晩秋の山陰を、ただひとり北へ歩いた。海からの風は刺すように冷たく、稲刈りを終えた田の匂いがまだ土に残っている。地図もろくに見ず、ひと駅先の無人駅までの一本道を、ただ足の赴くままに辿った。
過疎の進むこの土地にあって、人影はほとんど見かけない。五分に一度、軽トラックが通り過ぎるくらいのものである。案内標識なくして旅行者にはとても歩けぬ道だが、方角を間違えたところで、海に出るか山に当たるかのいずれかにすぎない。そう思えば、かえって心は軽くなる。
道端には、朽ちかけた祠が点々と残っている。かつて漁師たちが航海の無事を祈った痕跡であろう。賑わっていた時代に比べれば、この静けさは寂しい。しかし都会の喧騒にひきかえ、この沈黙にはどこか厳かなものが満ちている。
昼過ぎに、一軒の古い茶屋にたどり着いた。店主は八十を超えていようか、囲炉裏の火を見つめつつ、ぽつりぽつりと昔話を語り始めた。

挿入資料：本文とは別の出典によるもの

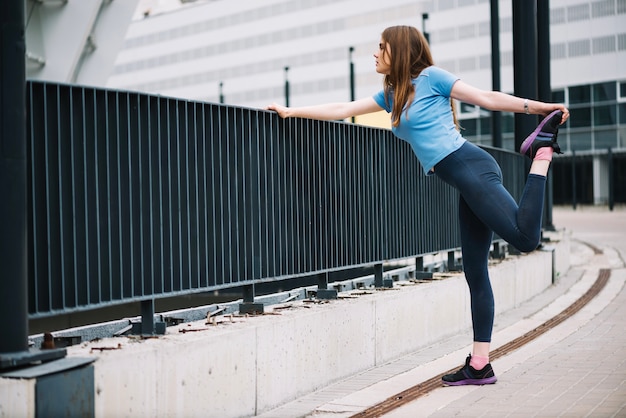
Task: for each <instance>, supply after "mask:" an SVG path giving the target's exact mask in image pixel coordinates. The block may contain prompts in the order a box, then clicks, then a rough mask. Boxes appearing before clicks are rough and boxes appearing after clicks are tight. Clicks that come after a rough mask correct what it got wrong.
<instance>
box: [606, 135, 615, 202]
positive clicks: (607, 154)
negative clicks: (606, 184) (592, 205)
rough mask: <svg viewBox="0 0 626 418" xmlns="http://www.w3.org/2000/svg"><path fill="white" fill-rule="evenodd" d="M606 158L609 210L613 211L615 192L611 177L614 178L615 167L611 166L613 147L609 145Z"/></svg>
mask: <svg viewBox="0 0 626 418" xmlns="http://www.w3.org/2000/svg"><path fill="white" fill-rule="evenodd" d="M607 158H608V159H609V161H608V164H609V185H608V186H609V210H610V211H611V212H613V207H614V206H615V194H614V193H613V190H614V184H613V179H614V178H615V173H614V170H615V167H614V166H613V149H611V147H609V149H608V151H607Z"/></svg>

この道を歩く者は、月に数えるほどしかいないという。「観光客が来ようと来まいと、わしはここで茶を淹れる。それだけのことじゃ」と、老人は微笑む。その言葉は、禅の一句のごとく私の胸に残った。
茶を飲み終え、再び歩き出す。夕日は海の彼方に沈みかけ、影は長く道に伸びていた。旅のたびに思うことだが、場所そのものよりも、そこで出会った沈黙のほうが、後々まで心に残るものである。この一本道もまた、いずれ記憶の奥深くで、晩秋の光と老人の微笑とともに静かに息づき続けるに違いない。